13. Ms Solanki remained steadfast in her submission that the new version of the Rule could apply as she had maintained before the First-tier Tribunal. For my part, I do not see how reliance upon [39] of YM (Uganda) nor [15] of MF (Nigeria) can be of assistance to the Appellant in this scenario. The implementation of the Rules as reflected in HC532 are surprisingly clear to my mind. Consequently, the judge ought to have applied the "no ties" test.
14. However, that is not the end of the matter. Ms Solanki drew my attention to the Explanatory Memorandum annexed to HC532 at paragraph 7.16 which states as follows:
'? The amendments to the Immigration Rules on family and private life in Appendix FM and paragraphs 276ADE-276DH made by this Statement of Changes do not represent any substantive change to the policies reflected in the Statement of Changes HC 194 which came into force on 9 July 2012, but ensure consistency of language with that used in section 19 of the 2014 Act, which now provides statutory underpinning for those policies ?
15. To my mind, it is absolutely clear that the changes to rule 276ADE(1)(vi) upon which the Respondent's main ground of appeal turns, did not introduce any substantive change to the rule in question.
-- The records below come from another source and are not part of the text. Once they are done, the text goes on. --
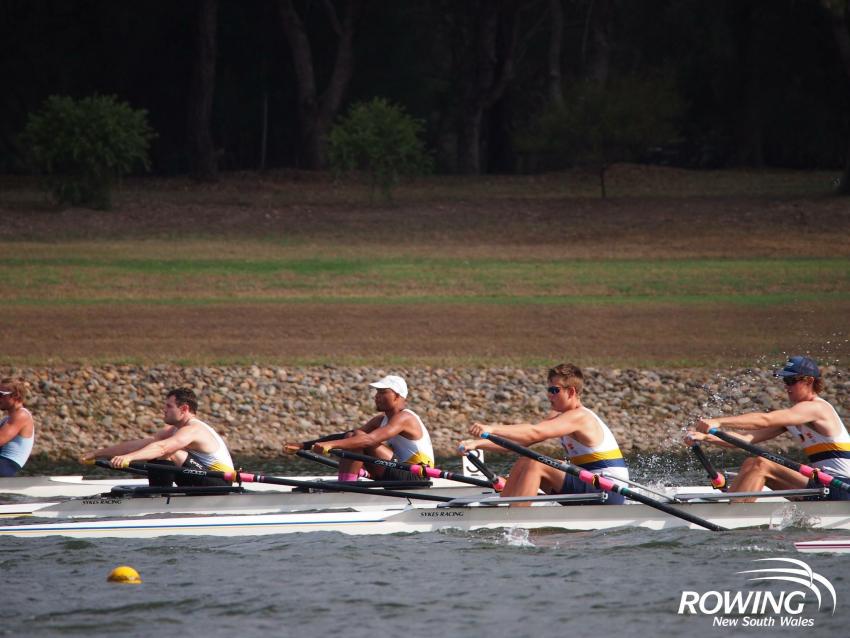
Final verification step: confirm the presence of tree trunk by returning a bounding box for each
[187,0,218,181]
[821,0,850,195]
[585,0,612,86]
[455,0,519,175]
[549,0,564,106]
[277,0,362,169]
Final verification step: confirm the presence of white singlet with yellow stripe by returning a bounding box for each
[378,408,434,467]
[785,397,850,477]
[186,419,234,472]
[561,407,629,479]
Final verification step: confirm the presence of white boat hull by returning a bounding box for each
[0,501,850,538]
[0,482,496,518]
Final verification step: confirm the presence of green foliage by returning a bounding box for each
[21,95,156,208]
[515,77,682,196]
[328,97,433,199]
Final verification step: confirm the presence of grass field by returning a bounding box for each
[0,166,850,366]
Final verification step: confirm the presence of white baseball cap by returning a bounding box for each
[369,374,407,399]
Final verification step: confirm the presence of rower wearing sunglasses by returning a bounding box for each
[459,363,629,506]
[685,356,850,500]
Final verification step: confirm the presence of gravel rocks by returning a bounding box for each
[11,365,850,458]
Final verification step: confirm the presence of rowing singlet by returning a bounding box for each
[186,419,233,472]
[561,407,629,479]
[0,408,35,467]
[378,408,434,467]
[786,397,850,477]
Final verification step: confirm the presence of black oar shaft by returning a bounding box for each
[295,450,339,470]
[691,443,726,490]
[708,428,850,492]
[301,430,351,450]
[481,432,726,532]
[130,461,452,503]
[330,448,493,487]
[465,450,499,483]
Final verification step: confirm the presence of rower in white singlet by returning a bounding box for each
[83,388,233,487]
[458,363,629,506]
[0,378,35,476]
[313,375,434,481]
[685,356,850,500]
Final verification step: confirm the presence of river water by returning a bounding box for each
[0,458,850,637]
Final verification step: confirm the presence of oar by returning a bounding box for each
[294,430,351,450]
[464,450,505,484]
[481,432,726,532]
[328,448,501,490]
[117,461,453,503]
[691,443,726,492]
[708,428,850,492]
[92,459,148,476]
[283,443,369,478]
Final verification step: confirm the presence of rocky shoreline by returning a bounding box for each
[11,365,850,459]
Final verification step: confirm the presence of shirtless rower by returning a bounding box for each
[300,375,434,481]
[0,378,35,476]
[459,363,629,506]
[685,356,850,500]
[82,388,234,487]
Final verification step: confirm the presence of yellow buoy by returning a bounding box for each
[106,565,142,585]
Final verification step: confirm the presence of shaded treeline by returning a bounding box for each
[0,0,850,178]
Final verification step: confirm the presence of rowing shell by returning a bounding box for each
[0,501,850,538]
[0,475,400,499]
[0,488,495,518]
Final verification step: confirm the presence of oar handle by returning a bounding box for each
[92,459,148,476]
[481,432,726,532]
[301,430,352,450]
[691,443,727,492]
[329,448,493,487]
[708,428,850,492]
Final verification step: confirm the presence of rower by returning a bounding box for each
[685,356,850,501]
[0,378,35,476]
[459,363,629,506]
[81,388,234,487]
[298,374,434,481]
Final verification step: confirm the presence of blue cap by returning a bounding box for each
[773,356,820,379]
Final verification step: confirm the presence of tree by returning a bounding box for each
[21,95,155,208]
[277,0,363,169]
[187,0,218,181]
[329,97,432,199]
[448,0,521,175]
[821,0,850,195]
[516,77,681,197]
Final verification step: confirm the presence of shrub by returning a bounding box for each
[328,98,432,199]
[21,95,155,208]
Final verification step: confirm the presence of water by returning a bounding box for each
[0,529,850,637]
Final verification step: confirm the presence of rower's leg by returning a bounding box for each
[729,456,809,502]
[502,457,564,507]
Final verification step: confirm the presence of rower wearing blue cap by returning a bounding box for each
[685,356,850,500]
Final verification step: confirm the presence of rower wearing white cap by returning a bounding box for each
[313,374,434,481]
[685,356,850,500]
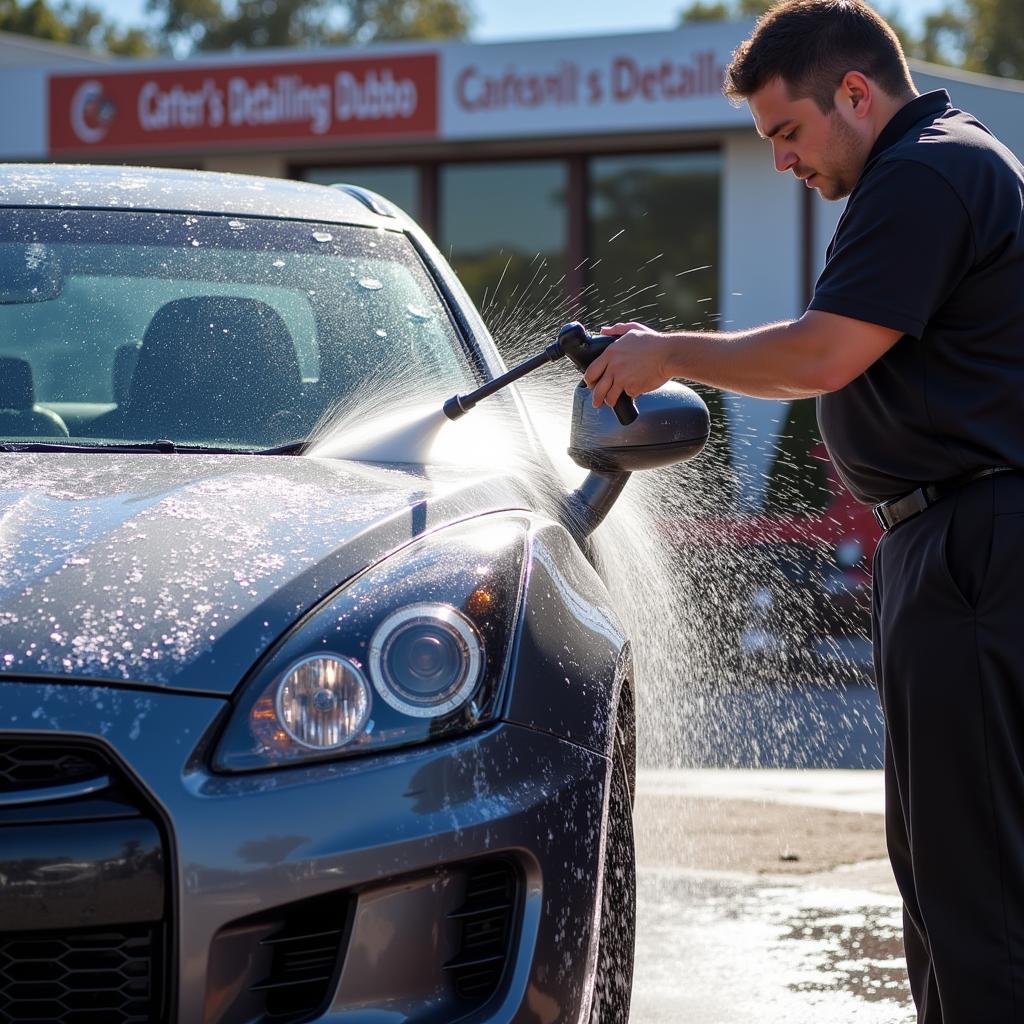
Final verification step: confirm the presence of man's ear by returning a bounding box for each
[836,71,872,118]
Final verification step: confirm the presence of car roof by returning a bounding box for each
[0,164,404,229]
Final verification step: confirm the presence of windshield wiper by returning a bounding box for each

That is made plain by the above passage and represents the view of the Secretary of State put before Parliament when implementing the proposed changes. Therefore, given the Respondent's stance upon those rules, I find that even if the judge should have applied the "no ties" test, there is no difference between the application of the "no ties" test and the "very significant obstacles" test. Consequently, the judge did not materially err in law as the application of either rule should and would have yielded the same outcome in considering the Appellant's private life under the Immigration Rules.
16. As accepted by Ms Sreeraman, as that ground was unsuccessful the remainder become irrelevant given the Appellant's success under the Rules. Notwithstanding that stance, in any event, I do find that the judge's findings are sufficiently reasoned and the complaint that the decision is unlawfully deficient in its reasoning is wholly without merit. It is also plain that the judge's consideration of Article 8 is compliant with higher jurisprudence and the judge was aware that the Rules are not a complete code and was considering Article 8 for the sake of completeness. Such diligence, whilst unnecessary given my findings on rule 276ADE(1)(vi), is not consequently an error in law given that it is superfluous. Finally, it is clear that the judge gave consideration to section 117 of the 2002 Act given her extensive consideration of these matters at paragraphs 61-70 of the determination.
17. Consequently, given my findings above, the grounds do not reveal an error of law such that the decision should be set aside.
Decision
18. The appeal to the Upper Tribunal is dismissed.
19. The decision of the First-tier Tribunal is affirmed.